Visualizing relative weights of key terms

Visualizations are often used in exploratory data analysis as they can quickly convey information about the data to sighted folks. In addition to the visualizers in SpaCy, which are limited to dependencies and named entities, we can draw on other Python libraries like Matplotlib.

If you are using the Anaconda environment as the launchpad for Spyder, Matplotlib should already be installed.

4.4. Import Matplotlib

As with collections module, we will import Matplotlib with our other import statements at the beginning of the script:

# Import matplotlib.pyplot to create bar graph
import matplotlib.pyplot as plt

image of code imports, adding the matplotlib library at the end after the spacy import

Not using Anaconda?

If you are not using the Spyder IDE through the Anaconda environment, you may need to install Matplotlib before importing the package (pip install matplotlib).

4.5. Assign entity values to variables for plotting

With Matplotlib imported as the shorthand variable plt, we will start to build out our visualization. The first step is to gather the data we are going to visualize. Here, we will return to our earlier statement about returning the most commonly occurring named entities (not just persons). To avoid crowding, we can limit the number of results to 10.

# Assign 10 most common named entities to variables "labels" and "values" for plotting
entities = [ent.text for ent in doc.ents]
labels, values = zip(*(Counter(entities).most_common(10)))

The code above creates a variable of the list type called entities that we are assigning to the labels and values of a bar chart, respectively. The labels will be the text of the entity (i.e. the entity name) and values will be the counts.

4.6. Create a bar graph comparing the most common entities

Next, we will plot the most common entities and their counts in a simple bar graph:

# Plot the most common entities
plt.bar(labels, values)
plt.xticks(fontsize=7.5, rotation=45)
plt.show()

screenshot of the new code above added at the end of the script

Select and run the new lines of code with F9 - again, first running the matplotlib import statement. When the console has processed your script, the plot will appear in the “Plots” tab within the same pane as the Variable Explorer. The labels are quite tiny for the purpose, ironically, of being able to read them more easily by avoiding overlap. We can refer back to “entities” in the Variable Explorer if any of them are unclear.

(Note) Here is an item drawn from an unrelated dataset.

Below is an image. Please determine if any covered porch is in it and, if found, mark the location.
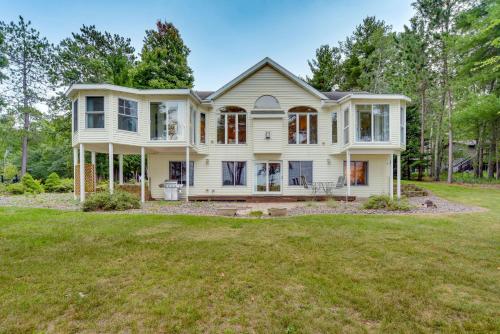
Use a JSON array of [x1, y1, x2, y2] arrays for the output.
[[73, 143, 197, 203]]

Screenshot of Variable Explorer pane showing the contextual menu for 'label'

Although we do not have the counts to refer to in the “labels” variable, the label names will be arranged from largest to smallest count size.

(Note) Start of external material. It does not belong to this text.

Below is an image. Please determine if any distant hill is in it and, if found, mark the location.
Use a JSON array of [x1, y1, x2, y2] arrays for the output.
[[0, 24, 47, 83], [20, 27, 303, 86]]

full screen window showcasing the values of the label variable sorted by the word most frequently used in the text

You can save the plot as a PNG file directly from the “Plots” tab in Spyder. Right click on the plot and select “Save plot as…” (Ctrl / cmd + S).

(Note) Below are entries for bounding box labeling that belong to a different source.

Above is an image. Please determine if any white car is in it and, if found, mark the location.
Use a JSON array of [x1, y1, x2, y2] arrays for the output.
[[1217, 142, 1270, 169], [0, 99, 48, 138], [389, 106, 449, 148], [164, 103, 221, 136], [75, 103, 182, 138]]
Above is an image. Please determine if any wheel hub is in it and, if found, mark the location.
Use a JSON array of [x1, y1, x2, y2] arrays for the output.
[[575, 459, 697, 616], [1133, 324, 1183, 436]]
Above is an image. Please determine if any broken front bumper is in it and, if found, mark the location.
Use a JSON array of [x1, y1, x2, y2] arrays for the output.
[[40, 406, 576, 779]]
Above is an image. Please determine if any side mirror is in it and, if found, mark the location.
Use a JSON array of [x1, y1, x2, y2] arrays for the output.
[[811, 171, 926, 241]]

bar graph with the most frequent terms in the text

The plot output is unlikely to win any visualization beauty contests but useful enough for the purposes of exploratory data analysis. Styling the bar graph is out of the scope of the current lesson, but you can find out more by visiting the Matplotlib tutorials.

Try it with your own data

Thanks to several Python libraries, we have a script that identifies and visualizes named entities, counts them and plots the most frequently occurring terms in about 50 lines of code - spaces included. Working through the code step by step, you should now have an idea of what each part of the script does, so that you can uncomment the code you wish to use and run the full script with your own data. Try it out!

Key Points / Summary

  • You can identify and visualize the frequency of named entities in your document using the collections module and the matplotlib library.
  • Counts can be unreliable, so delve deeper into the corpus before making any claims about the text.